Right now, in the United States, lawyers are actively pursuing cases against websites that aren't ADA-compliant. It's only a matter of time before the focus shifts to AI discrimination and bias. When that happens, will your business be ready?
The Evolving Challenge of Building Software
Traditionally, building software has been explained through the Iron Triangle—you can have it fast, cheap, or good. Pick two. But in today’s AI-driven world, "good" means more than just functional software. It means building systems that are free from bias and discrimination. This adds a layer of complexity, especially when trying to balance quality and budget.
Two Approaches to AI: Enterprise Platforms vs. Custom Solutions
To better understand the challenges, let's compare two common approaches to implementing AI: enterprise platforms and custom solutions.
Enterprise AI Platforms (e.g., Salesforce Einstein)
Salesforce’s Einstein AI platform provides an example of how enterprise solutions handle bias prevention. It includes:
- Tools that show which factors influence predictions
- Data management systems for cleaning and curating datasets
- Guidelines for responsible AI usage
However, Salesforce doesn't take legal responsibility for how its platform is used. The company provides tools, but the user (your business) is responsible for proper implementation. Think of it like buying a car with advanced safety features—the manufacturer provides the tools, but it's up to you to use them correctly.
Custom Solutions with Open-Source Models
On the other hand, custom AI solutions often involve open-source models that lack built-in safeguards. The quality and ethical standards of these solutions depend entirely on the consultant’s expertise. Cost-saving pressures might result in cutting corners on bias testing, which can expose your business to significant risks.
What This Means for Your Business
- For Enterprise Platforms like Salesforce Einstein:
Even though these platforms offer built-in tools to help with bias mitigation, your business is still responsible for ensuring compliance. You need to test and refine models regularly to avoid discriminatory outcomes. Think of it as a security system—you need to actively monitor and use it properly. The good news is that Salesforce provides tools to make verification easier. - For Custom Solutions with Consultants:
If you're working with consultants to build custom solutions, you face higher risks. Contracts should include clear procedures for bias-mitigation, testing protocols, and compliance with anti-discrimination laws. You'll need to ensure these steps are part of your budget and actively monitor implementation quality.

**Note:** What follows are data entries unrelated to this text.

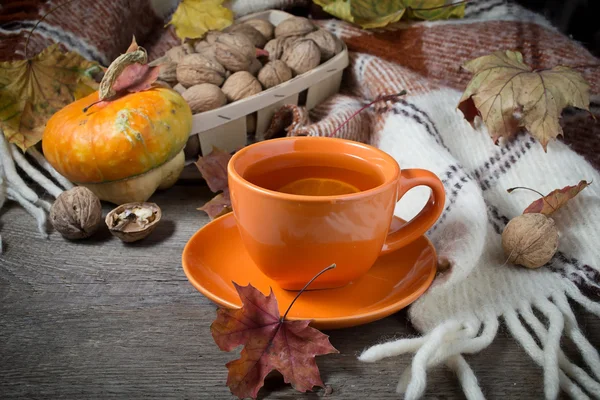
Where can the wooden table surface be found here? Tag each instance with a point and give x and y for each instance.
(100, 319)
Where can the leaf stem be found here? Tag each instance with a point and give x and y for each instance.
(438, 7)
(40, 20)
(332, 266)
(380, 98)
(510, 190)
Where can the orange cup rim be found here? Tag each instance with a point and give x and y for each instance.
(233, 174)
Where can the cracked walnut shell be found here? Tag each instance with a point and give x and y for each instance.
(302, 56)
(195, 69)
(76, 213)
(240, 85)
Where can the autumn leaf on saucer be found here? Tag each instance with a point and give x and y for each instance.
(193, 18)
(32, 90)
(270, 343)
(509, 95)
(553, 200)
(133, 74)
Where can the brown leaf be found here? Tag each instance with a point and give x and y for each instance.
(508, 95)
(555, 199)
(270, 343)
(213, 168)
(31, 91)
(218, 205)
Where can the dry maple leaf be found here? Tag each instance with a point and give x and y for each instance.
(270, 343)
(553, 200)
(193, 18)
(32, 90)
(508, 95)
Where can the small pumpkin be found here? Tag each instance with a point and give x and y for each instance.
(122, 148)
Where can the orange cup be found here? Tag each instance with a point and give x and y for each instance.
(293, 237)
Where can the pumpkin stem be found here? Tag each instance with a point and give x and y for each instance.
(116, 68)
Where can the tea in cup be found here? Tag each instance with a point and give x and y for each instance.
(304, 203)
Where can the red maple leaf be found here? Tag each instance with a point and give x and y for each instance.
(270, 343)
(553, 200)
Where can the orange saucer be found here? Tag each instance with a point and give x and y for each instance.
(214, 257)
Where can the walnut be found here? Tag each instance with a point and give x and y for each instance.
(241, 85)
(76, 213)
(206, 49)
(251, 33)
(212, 36)
(192, 148)
(294, 26)
(234, 51)
(263, 26)
(530, 240)
(195, 69)
(133, 221)
(277, 47)
(328, 44)
(177, 53)
(274, 73)
(255, 67)
(204, 97)
(168, 72)
(302, 56)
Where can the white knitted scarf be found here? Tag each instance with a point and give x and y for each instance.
(460, 313)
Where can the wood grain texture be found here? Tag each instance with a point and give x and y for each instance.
(104, 319)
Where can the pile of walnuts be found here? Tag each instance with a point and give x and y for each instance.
(223, 67)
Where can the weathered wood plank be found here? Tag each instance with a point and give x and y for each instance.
(102, 319)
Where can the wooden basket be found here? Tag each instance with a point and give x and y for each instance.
(225, 127)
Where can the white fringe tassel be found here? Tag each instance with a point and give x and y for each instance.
(448, 341)
(13, 187)
(39, 158)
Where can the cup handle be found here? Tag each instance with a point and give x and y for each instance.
(426, 217)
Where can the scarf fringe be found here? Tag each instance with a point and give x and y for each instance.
(13, 187)
(446, 343)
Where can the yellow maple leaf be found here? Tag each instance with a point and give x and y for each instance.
(31, 91)
(193, 18)
(508, 95)
(379, 14)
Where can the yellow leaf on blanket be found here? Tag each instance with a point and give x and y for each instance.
(433, 10)
(31, 91)
(193, 18)
(509, 95)
(378, 14)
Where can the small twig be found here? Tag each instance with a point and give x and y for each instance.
(510, 190)
(332, 266)
(41, 19)
(380, 98)
(93, 104)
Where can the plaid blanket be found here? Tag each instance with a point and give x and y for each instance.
(460, 313)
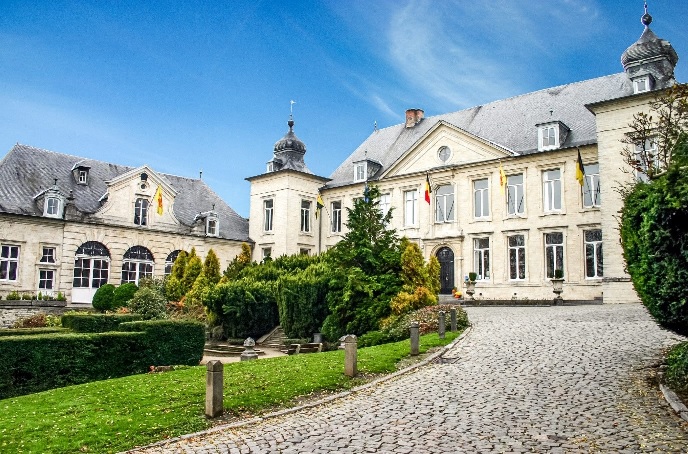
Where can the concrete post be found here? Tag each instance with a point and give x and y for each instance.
(213, 389)
(350, 355)
(415, 338)
(441, 328)
(249, 354)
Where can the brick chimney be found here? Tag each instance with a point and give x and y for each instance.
(413, 117)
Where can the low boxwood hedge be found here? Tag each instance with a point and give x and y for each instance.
(96, 323)
(33, 363)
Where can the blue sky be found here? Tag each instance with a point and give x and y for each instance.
(190, 86)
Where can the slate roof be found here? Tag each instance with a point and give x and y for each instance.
(26, 171)
(509, 123)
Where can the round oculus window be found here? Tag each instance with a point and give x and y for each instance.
(444, 154)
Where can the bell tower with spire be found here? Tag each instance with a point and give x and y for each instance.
(284, 200)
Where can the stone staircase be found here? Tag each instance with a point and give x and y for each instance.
(273, 339)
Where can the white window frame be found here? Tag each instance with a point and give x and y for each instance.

Why Proactive Action Is Critical
The U.S. currently lacks comprehensive AI regulation, creating a regulatory gap where rapid AI development often outpaces safety measures. This makes businesses vulnerable to the risks of AI bias. Without clear regulations, the legal consequences of AI discrimination could be severe.
To protect your business, take the following actions:
- Review and update contracts to address AI bias and ethical standards.

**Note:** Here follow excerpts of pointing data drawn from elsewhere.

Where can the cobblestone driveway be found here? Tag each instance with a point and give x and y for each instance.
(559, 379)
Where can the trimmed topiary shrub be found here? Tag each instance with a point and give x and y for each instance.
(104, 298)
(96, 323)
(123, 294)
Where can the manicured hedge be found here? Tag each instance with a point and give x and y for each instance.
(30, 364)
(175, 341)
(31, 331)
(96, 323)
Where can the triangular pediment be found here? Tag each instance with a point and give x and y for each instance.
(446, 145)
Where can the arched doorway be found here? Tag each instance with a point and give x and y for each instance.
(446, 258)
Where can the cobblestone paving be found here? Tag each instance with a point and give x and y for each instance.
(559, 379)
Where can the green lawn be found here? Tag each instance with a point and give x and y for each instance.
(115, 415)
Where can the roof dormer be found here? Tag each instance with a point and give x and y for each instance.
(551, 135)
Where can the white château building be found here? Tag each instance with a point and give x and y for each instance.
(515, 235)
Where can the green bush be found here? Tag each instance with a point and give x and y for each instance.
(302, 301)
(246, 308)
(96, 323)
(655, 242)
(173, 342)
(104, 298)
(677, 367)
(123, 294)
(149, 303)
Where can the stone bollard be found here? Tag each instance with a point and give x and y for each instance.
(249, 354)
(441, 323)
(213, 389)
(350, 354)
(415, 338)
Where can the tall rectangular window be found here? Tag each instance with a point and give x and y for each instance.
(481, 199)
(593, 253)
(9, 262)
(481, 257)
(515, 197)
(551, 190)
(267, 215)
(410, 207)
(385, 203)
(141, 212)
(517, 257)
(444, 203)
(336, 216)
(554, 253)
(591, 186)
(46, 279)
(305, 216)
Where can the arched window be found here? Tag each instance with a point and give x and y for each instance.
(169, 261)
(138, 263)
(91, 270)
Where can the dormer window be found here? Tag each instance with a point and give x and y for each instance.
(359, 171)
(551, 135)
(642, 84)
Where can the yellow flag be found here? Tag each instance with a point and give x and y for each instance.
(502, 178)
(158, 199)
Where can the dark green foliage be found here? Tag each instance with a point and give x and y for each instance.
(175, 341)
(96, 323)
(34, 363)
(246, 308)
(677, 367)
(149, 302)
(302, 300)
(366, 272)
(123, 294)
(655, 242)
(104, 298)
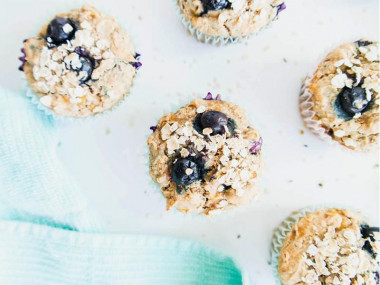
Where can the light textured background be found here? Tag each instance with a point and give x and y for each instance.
(264, 75)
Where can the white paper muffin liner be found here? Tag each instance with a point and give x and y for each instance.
(214, 40)
(35, 99)
(173, 107)
(279, 234)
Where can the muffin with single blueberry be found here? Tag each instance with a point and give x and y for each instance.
(206, 157)
(81, 63)
(341, 99)
(329, 246)
(229, 18)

- Choose implementation partners who prioritize ethical AI practices.
- Regularly audit AI systems for potential bias.
Enterprise Platforms vs. Custom Solutions: Risks and Rewards
When enterprise platforms like Salesforce implement AI, they provide strong safeguards and have committed to ethical AI use. They have dedicated teams and resources to ensure responsible AI practices.
In contrast, custom solutions developed by consultants may lack such safeguards, especially when budget cuts pressure them to reduce testing or oversight. These consultants may also face more direct legal liability for any biases or harmful outcomes in the AI models they implement.
The Hidden Costs of Cutting Corners
While AI bias might seem abstract, it can have real and serious consequences for your business. The U.S. may be behind in regulating AI, but this only increases the risk. When problems do arise, legal repercussions could be significant and far-reaching.
How Smart Businesses Are Preparing
Smart businesses are already taking steps to prepare for AI bias risks. They’re:
- Updating contracts to cover AI implementation and compliance.
- Investing in robust testing and validation, even if it requires more time or resources.
- Ensuring that their AI systems are continually monitored for potential biases.
Don’t Cut Corners on Bias Prevention
Cutting corners when it comes to AI bias prevention isn’t just risky—it can be catastrophic. The time to prepare for AI-related legal risks is now, before they become concrete problems for your business.